--- /dev/null
+Optimization Guide
+====================
+
+All the SIMD optimization principle also apply to Beignet optimization.
+Furthermore, there are some special tips for Beignet optimization.
+
+1. It is recommended to choose multiple of 16 work group size. Too much SLM usage may reduce parallelism at group level.
+ If kernel uses large amount SLM, it's better to choose large work group size. Please refer the following table for recommendations
+ with some SLM usage.
+| Amount of SLM | 0 | 4K | 8K | 16K | 32K |
+| WorkGroup size| 16 | 64 | 128 | 256 | 512 |
+
+2. GEN7's read/write on global memory with DWORD and DWORD4 are significantly faster than read/write on BYTE/WORD.
+ Use DWORD or DWORD4 to access data in global memory if possible. If you cannot avoid the byte/word access, try to do it on SLM.
+
+3. Use float data type as much as possible.
+
+4. Avoid using long. GEN7's performance for long integer is poor.
+
+5. If there is a small constant buffer, define it in the kernel instead of using the constant buffer argument if possible.
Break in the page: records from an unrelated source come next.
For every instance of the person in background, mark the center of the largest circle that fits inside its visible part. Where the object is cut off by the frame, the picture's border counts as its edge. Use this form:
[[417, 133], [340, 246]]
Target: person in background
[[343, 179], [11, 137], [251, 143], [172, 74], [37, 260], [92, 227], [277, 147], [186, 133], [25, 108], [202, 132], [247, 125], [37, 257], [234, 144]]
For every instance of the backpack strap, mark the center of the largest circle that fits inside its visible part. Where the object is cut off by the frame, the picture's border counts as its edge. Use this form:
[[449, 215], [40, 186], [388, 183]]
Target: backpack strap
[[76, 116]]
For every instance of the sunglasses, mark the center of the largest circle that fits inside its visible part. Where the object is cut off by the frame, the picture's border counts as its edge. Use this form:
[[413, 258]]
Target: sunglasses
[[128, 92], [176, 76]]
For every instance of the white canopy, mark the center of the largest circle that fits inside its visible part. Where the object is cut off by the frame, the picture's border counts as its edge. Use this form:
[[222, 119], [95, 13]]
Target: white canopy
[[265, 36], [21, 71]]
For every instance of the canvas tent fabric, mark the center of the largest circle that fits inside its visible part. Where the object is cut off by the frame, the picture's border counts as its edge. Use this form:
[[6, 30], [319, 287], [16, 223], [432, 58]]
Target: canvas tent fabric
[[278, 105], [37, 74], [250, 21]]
+ The compiler may optimize it if the buffer is defined inside kernel.
+
+6. Avoid unnecessary synchronizations, both in the runtime and in the kernel. For examples, clFinish and clWaitForEvents in runtime
+ and barrier() in the kernel.
+
+7. Consider native version of math built-ins, such as native\_sin, native\_cos, if your kernel is not precision sensitive.
+
+8. Try to eliminate branching as much as possible. For example using min, max, clamp or select built-ins instead of if/else if possible.